Get ready for another training policy

Robert Sobyra, Executive Director Research and Planning
Robert SobyraLinkedIn
Any contractor that has done a government job will be familiar with training targets. These policies require that a certain percentage of hours worked on government projects (usually 10%) be completed by apprentices, trainees or cadets.

Most jurisdictions have them. Victoria has the Major Projects Skills Guarantee. Queensland has the Building and Construction Training Policy. NSW has the 10 Point Commitment. South Australia has the Industry Participation Policy. You get the idea.

Now, enter the federal government.

From 1 July 2024, the Australian Skills Guarantee (ASG) will apply to any construction project directly funded by the Commonwealth and valued at more than $10 million.

The ASG is much like the state and territory policies, with an overarching target of 10% of all labour hours to be undertaken by apprentices (or trainees).

But there are some bonus extras in the ASG.

It will also contain targets specifically for women. A minimum of 6% of all apprentice hours must be undertaken by women. And a minimum of 4% of trade apprentice hours must be undertaken by women.

Now it’s hard to argue with the merits of these policies. Governments have enormous market power. They are the single biggest buyer of construction projects and are unencumbered by the sorts of financial constraints faced by private developers.

If anyone is going to leverage their construction dollar to achieve social outcomes, it should be the government. And who would argue with the need for more apprenticeships?

But that doesn’t mean these policies are perfect. At first blush, a ‘training target’ sounds clean and simple – 10% of all labour hours worked on a project must be worked by an apprentice. But how to calculate those hours?

Contractors and subcontractors price projects in dollars, not hours. So it’s not straightforward to translate, say, a $5 million glazing package into labour hours. Add to that most work on a project is completed by many independent firms, with their own HR and accounting systems, and it quickly becomes clear this is not a straightforward accounting exercise.

To get around these issues, a fairly crude approach is typically used to set the training hours requirement on any given project:

  1. Start with the contract value – say, $100 million
  1. Apply some fixed average hourly labour rate – say, $70 per hour
  1. Back out the estimated total labour hours for the project – call it 1,400,000 hours
  1. Apply the training target (say 10%) to determine how many hours on the project need to be completed by an apprentice – 140,000 hours

It’s then somebody’s job to count-up all the apprentice hours performed by all the subcontractors to make sure the target is achieved.

If that sounds like an administrative nightmare to you, you’re not alone.

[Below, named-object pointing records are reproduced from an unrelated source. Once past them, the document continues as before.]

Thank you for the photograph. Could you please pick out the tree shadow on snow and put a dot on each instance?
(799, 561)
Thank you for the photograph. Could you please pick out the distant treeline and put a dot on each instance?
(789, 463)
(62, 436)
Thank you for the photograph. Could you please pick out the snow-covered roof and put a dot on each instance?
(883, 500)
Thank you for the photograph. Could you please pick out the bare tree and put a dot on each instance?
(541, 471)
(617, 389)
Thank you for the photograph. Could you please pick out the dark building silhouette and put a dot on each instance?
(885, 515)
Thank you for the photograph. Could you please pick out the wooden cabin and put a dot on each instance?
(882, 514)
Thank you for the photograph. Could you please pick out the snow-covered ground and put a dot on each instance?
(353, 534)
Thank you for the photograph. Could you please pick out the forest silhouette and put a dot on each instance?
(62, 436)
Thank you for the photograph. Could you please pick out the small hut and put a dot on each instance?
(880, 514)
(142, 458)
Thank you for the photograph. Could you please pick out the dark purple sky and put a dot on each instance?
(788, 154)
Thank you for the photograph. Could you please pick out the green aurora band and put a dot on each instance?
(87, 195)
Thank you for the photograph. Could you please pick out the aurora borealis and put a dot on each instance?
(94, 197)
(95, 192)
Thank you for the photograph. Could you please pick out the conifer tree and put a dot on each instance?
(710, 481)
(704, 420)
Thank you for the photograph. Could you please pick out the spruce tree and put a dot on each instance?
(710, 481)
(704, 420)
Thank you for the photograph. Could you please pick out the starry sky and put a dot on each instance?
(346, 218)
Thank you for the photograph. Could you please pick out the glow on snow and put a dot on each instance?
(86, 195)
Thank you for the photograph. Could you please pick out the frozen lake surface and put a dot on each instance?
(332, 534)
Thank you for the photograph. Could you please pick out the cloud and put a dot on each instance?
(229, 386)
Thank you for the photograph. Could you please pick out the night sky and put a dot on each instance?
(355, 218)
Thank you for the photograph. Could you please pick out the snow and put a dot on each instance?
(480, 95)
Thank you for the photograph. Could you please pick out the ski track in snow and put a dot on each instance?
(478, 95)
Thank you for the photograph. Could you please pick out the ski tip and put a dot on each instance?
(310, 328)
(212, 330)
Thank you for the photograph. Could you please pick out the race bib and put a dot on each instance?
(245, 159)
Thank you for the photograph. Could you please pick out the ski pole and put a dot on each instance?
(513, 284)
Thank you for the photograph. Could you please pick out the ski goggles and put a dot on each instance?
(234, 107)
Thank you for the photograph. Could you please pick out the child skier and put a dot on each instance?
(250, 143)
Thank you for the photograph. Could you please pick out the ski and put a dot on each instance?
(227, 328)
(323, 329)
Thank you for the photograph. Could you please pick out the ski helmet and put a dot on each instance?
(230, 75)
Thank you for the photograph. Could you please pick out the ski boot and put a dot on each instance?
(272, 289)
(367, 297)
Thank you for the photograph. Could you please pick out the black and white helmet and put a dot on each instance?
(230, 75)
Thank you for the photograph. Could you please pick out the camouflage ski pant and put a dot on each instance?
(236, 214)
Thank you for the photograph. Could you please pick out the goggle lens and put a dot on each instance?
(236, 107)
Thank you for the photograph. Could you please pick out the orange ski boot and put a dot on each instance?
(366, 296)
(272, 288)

Large contractors often dedicate entire teams to running this process and reporting to government.

There is much that program designers can do to ease the implementation burden on industry. For example, rather than simply outsourcing the problem to head contractors, governments could establish an online system for collecting, collating and submitting data from contractors and subcontractors alike.

There are also some hidden traps in these policies.

For example, it is well known that construction costs spiked during COVID and contract values quickly followed. What used to be a $100 million project became a $180 million project. The problem was that the hourly labour rate (step 2, above) didn’t rise to match the cost increase.

This meant that, while the actual number of hours worked on the now $180 million job didn’t change—still 1.4 million—the estimated labour hours blew out to 2.5 million. The 10% training target effectively became an 18% target.

Now these problems are solvable. Simply index the labour rate to construction cost inflation to make sure 10% stays 10%. This would be fairly easy to achieve using publicly available ABS data.

The point I am making is not that these policies are without merit, just that they can be deceptive in their complexity. They require careful thought and design to avoid unintended consequences.

BuildSkills is working closely with the Department of Employment and Workplace Relations to ensure the ASG is rolled out with a minimum of disruption to industry.